Some things are harder to adjust to. I've found that many people in my circles have moved onto a slightly different stage of life, whether that means a committed relationship, having kids, or simply a more focused outlook or approach to life. In some ways, I probably have changed too. It's a big difference going from your early/mid twenties to your late twenties/early thirties, and I'd hope that that's also reflected in a more honed type of focus that better reflects my self-knowledge, outlook on life, and passions. Nevertheless, I'm finding it less than automatic to find a community here, and I can tell it'll take a lot of initiative and exploring if I want to surround myself with meaningful human connections. It'll definitely require a fair amount of risk-taking and reaching-out, the latter which isn't always a strength of mine, given my introverted tendencies.
Something else hard to adjust to has been the dichotomy between 'work' and 'life' here. Even adages such as "finding a work-life balance" freak me out because it points out the bizarre need to search for such a thing in the first place...it really reflects US society that so many of us are searching for a balance that should never be a concern in the first place. I never want to find myself in a position where my job assumes such importance that it co-opts my life and I have to actively fight against it to gain free time.
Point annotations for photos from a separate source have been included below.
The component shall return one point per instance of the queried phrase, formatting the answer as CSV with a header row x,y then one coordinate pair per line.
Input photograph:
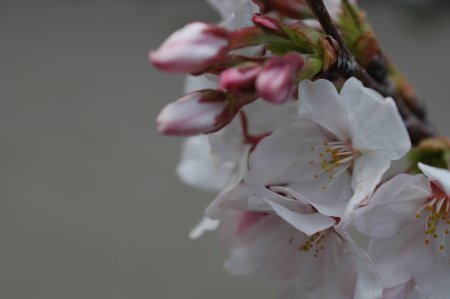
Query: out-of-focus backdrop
x,y
90,206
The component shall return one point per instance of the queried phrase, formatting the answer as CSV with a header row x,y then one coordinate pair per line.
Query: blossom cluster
x,y
299,162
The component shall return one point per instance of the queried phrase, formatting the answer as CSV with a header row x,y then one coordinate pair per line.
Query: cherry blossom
x,y
324,264
362,133
408,220
192,48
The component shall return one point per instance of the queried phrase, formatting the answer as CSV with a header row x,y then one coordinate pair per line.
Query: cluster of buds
x,y
282,55
297,149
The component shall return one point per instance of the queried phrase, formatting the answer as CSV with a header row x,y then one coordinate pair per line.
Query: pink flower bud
x,y
277,78
240,79
192,49
198,112
290,8
269,24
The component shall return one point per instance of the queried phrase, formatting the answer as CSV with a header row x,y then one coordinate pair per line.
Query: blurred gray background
x,y
90,206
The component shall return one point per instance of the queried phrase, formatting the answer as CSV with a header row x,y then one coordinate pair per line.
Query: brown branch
x,y
347,66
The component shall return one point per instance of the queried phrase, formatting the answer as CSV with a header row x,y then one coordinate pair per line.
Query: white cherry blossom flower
x,y
363,133
408,220
324,264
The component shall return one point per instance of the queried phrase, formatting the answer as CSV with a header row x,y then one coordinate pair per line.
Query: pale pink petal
x,y
307,223
206,224
393,206
430,271
191,49
392,256
367,173
402,291
321,103
375,122
439,176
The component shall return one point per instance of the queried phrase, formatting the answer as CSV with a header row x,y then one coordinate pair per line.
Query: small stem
x,y
347,66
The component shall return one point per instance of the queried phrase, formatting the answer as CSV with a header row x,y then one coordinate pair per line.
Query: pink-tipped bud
x,y
277,78
198,112
269,24
290,8
192,49
240,79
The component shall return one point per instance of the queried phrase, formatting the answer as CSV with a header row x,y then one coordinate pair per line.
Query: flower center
x,y
437,209
334,158
314,244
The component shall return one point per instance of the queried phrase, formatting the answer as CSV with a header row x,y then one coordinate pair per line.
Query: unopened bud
x,y
277,79
240,79
192,49
290,8
268,24
198,112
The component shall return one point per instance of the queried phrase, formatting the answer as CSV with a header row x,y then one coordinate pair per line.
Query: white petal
x,y
279,151
393,255
375,122
321,103
201,168
399,292
234,192
206,224
430,271
393,206
367,173
228,142
439,176
368,281
193,83
307,223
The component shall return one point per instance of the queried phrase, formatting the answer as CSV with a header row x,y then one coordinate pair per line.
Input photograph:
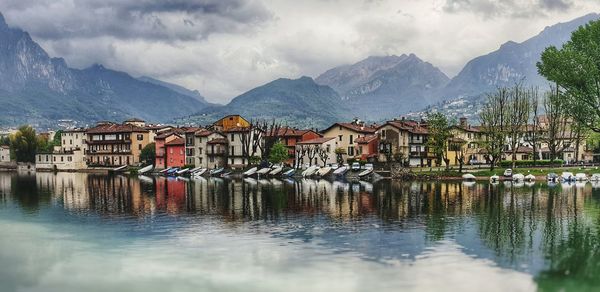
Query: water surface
x,y
84,232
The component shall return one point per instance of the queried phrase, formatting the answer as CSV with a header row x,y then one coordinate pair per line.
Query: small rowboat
x,y
250,171
145,169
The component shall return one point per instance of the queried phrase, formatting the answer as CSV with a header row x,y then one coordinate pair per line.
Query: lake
x,y
86,232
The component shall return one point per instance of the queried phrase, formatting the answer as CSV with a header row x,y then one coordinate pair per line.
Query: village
x,y
236,144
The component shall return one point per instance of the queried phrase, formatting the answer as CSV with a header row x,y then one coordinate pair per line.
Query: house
x,y
367,147
346,133
190,141
160,142
319,151
175,153
291,136
466,140
406,139
4,154
229,122
209,151
111,144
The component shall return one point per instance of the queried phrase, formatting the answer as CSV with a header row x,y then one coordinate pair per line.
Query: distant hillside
x,y
380,87
296,102
40,90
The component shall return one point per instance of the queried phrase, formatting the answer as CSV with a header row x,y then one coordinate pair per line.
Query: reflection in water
x,y
549,232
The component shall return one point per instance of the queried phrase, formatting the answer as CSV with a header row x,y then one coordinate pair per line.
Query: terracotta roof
x,y
291,132
365,139
354,127
218,141
176,142
114,128
317,140
135,120
408,125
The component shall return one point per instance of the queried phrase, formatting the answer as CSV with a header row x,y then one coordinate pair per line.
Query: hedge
x,y
528,163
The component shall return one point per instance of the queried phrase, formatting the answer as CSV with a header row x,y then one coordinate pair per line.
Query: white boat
x,y
324,171
365,172
145,169
250,171
183,171
120,168
216,171
199,172
289,172
468,176
340,171
263,170
552,177
581,176
276,171
518,177
309,169
567,176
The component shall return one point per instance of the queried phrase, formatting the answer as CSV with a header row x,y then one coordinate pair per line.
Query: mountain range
x,y
38,89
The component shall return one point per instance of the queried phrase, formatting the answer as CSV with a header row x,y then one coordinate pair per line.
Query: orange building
x,y
175,153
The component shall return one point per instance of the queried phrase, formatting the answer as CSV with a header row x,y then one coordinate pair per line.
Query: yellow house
x,y
345,135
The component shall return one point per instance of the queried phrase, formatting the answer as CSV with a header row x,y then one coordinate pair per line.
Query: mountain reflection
x,y
548,231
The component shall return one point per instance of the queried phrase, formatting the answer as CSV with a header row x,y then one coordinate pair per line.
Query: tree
x,y
517,118
557,123
575,68
24,144
339,155
493,118
148,154
279,153
323,154
439,133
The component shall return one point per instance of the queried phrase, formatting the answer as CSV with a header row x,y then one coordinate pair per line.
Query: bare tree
x,y
558,134
493,118
517,118
323,154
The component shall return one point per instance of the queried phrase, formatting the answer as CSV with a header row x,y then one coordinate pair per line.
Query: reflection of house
x,y
111,144
318,150
4,154
346,133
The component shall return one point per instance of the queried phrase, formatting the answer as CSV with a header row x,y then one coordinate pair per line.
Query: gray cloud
x,y
134,19
512,8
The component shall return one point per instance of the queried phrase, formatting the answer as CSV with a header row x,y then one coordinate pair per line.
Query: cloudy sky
x,y
225,47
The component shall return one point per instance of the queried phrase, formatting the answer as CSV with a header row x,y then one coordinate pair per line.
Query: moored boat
x,y
468,176
250,171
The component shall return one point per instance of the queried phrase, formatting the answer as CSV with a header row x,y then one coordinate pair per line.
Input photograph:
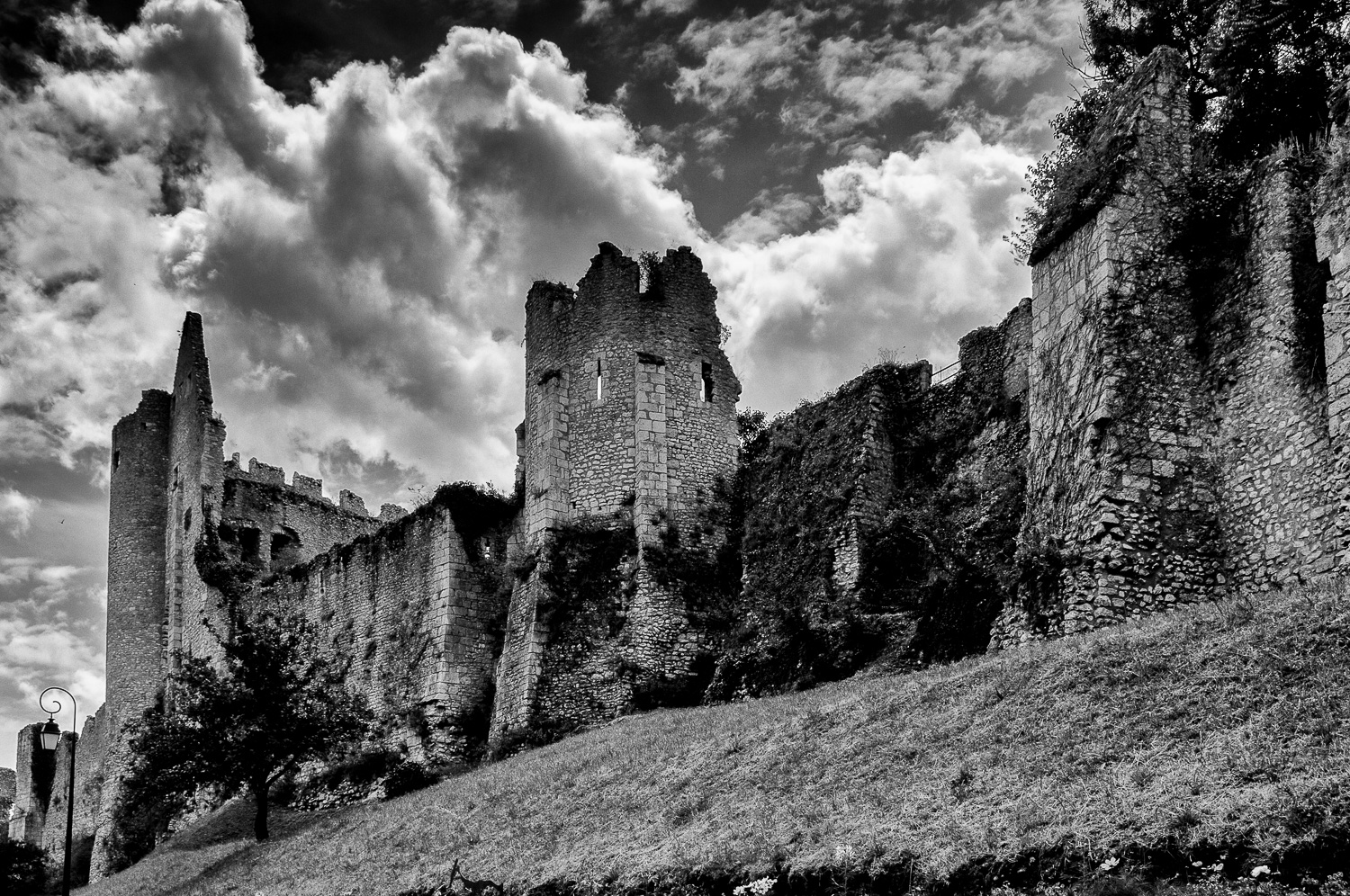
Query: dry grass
x,y
1220,722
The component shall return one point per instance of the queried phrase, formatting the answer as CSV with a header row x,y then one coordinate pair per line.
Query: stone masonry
x,y
631,416
1174,452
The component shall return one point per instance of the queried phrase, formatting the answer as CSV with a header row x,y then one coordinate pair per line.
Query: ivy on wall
x,y
589,577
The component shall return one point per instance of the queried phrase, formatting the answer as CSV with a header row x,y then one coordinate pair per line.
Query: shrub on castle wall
x,y
936,545
589,575
945,552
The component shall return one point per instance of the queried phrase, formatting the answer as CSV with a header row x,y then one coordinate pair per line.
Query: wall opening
x,y
1310,301
285,548
250,545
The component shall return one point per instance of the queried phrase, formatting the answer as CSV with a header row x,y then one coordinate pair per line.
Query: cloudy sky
x,y
358,193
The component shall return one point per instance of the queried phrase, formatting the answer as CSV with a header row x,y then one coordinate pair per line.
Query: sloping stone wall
x,y
629,413
416,613
1120,506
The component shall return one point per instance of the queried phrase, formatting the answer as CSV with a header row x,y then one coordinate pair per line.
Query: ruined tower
x,y
629,417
Work is just another thing I do in my life, not more or less important than other activities I involve myself in, and I don't think it should assume priority over anything else, or that it has to be its own special category to resist. If work becomes so integral to who I am, then it has the potential of eating up all of my energy, so that I'm not able to reflect any light day to day, outside of it. I want my energy and love to always be reflected as I move through life, not just for certain categories. Along the same vein, I don't want to have to 'go on retreat' or holiday as a way to escape from the stresses of life in America. I want to live my values in all of my moments, on work days, on weekends, and not have to experience joy and harmony in small, explosions of retreat. I want to always have it with me. After all, I'm not what I do, I'm the specific energy that I bring to the world, and the way I move through the universe. I'm not a 40 hour work week or a task list or unread emails.
I think stripping cultural paradigms bare, like work ethic, relationships, etc, really helps me to see them for what they are, and realize that deviating from them is just to allow yourself to be a bizarre, imperfect, and loving human creature. It allows for yourself!